2018年6月10日16時2分  スポーツ報知
  • 師匠の杉本昌隆七段との会見に臨んだ藤井聡太七段

 将棋の藤井聡太七段(15)が10日、名古屋市で同日夜に開催される「昇級・昇段を祝う会」に先立ち、会見に臨んだ。

 名人を目指す棋戦・順位戦でC級1組昇級を果たし、さらに史上最速での七段昇段を果たした藤井七段は今後について「棋士としてタイトルを目指していきたいと強く思っています。棋士になった頃は遠い遠い目標でしたけど、距離を縮められた部分がある。力を付けて目指していきたいです。純粋な探求心を忘れず精進していきたい」と語った。

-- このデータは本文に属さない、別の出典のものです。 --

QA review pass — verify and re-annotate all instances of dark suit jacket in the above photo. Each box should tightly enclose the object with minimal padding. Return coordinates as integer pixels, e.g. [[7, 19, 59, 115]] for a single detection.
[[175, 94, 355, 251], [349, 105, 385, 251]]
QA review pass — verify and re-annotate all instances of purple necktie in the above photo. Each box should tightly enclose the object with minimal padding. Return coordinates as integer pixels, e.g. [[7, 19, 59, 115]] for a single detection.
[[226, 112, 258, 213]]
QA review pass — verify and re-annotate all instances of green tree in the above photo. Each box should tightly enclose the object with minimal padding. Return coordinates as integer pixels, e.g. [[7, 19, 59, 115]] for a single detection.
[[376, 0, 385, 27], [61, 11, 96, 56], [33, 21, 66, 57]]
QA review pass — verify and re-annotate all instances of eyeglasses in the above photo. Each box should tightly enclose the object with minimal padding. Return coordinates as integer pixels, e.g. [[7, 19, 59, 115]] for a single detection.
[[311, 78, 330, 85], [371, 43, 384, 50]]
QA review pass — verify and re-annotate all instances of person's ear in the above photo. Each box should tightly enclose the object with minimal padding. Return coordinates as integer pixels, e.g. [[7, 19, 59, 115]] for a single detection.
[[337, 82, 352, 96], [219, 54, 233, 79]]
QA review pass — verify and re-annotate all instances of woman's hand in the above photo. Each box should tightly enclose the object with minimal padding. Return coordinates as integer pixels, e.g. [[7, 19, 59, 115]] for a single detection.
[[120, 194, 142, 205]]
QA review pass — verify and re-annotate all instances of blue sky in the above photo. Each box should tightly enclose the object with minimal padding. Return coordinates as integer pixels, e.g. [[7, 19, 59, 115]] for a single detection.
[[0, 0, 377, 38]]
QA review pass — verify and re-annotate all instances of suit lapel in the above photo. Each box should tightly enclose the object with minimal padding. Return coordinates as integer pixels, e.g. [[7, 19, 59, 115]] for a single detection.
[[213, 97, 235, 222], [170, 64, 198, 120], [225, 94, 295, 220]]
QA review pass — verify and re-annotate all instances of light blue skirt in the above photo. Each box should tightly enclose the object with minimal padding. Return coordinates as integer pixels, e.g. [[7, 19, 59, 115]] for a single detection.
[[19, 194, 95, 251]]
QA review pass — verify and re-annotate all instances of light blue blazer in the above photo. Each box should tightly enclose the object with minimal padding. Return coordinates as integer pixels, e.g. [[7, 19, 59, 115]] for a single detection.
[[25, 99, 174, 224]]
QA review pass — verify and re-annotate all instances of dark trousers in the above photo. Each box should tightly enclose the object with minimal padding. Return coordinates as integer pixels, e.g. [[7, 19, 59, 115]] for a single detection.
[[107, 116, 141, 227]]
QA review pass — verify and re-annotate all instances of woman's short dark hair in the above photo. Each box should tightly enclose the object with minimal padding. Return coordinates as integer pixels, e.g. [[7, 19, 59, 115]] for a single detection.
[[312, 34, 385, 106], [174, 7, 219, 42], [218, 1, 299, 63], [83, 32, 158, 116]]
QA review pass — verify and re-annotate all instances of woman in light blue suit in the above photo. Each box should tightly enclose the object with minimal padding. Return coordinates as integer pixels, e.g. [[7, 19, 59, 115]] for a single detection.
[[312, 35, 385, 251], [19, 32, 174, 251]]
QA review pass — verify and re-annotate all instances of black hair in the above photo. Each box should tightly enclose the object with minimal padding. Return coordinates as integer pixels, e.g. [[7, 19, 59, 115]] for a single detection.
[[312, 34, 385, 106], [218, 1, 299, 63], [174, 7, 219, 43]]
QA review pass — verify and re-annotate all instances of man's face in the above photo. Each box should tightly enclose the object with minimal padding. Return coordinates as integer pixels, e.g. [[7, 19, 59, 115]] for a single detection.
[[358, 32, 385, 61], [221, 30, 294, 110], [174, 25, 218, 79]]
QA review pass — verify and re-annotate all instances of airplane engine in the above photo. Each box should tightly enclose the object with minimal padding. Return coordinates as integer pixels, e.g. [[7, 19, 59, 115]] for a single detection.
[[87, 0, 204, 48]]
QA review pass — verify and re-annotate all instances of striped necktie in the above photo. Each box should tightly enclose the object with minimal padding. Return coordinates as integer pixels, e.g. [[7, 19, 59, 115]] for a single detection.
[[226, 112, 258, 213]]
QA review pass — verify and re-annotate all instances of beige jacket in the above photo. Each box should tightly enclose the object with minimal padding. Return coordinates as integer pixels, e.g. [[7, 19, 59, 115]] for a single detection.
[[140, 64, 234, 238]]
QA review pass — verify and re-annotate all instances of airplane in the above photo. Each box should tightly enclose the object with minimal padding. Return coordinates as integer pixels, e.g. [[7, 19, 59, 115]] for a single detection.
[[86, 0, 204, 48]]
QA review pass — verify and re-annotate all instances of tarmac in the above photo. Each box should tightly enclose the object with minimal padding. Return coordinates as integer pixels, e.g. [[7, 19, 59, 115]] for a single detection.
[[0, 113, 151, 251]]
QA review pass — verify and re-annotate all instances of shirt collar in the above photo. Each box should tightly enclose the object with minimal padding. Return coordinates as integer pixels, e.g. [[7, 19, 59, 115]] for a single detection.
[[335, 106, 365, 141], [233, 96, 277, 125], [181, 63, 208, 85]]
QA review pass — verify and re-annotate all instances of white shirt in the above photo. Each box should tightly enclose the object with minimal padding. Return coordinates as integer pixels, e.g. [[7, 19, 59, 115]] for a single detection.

 また、5日の第31期竜王戦ランキング戦5組決勝で石田直裕五段(29)に勝利した際の終盤で指した絶妙手「△7七同飛成」に将棋ファンが衝撃を受け、喝采を贈っていることについて「一言で説明するのは難しいですけど、人間であれば、ああした場面で条件を整理して、それにそった手を考えていく。その中で導き出した手でした。現状、最近のソフトは大変強いことは言うまでもないことですけれども、部分的には人間の方が深く読める局面もあると個人的には考えていたので、それが現れたのかなと思います」と力のある言葉で振り返った。

 師匠の杉本昌隆七段(49)も同席。弟子として「温厚な師匠で、忌憚なく意見を交わすことが出来ます」と感謝していた。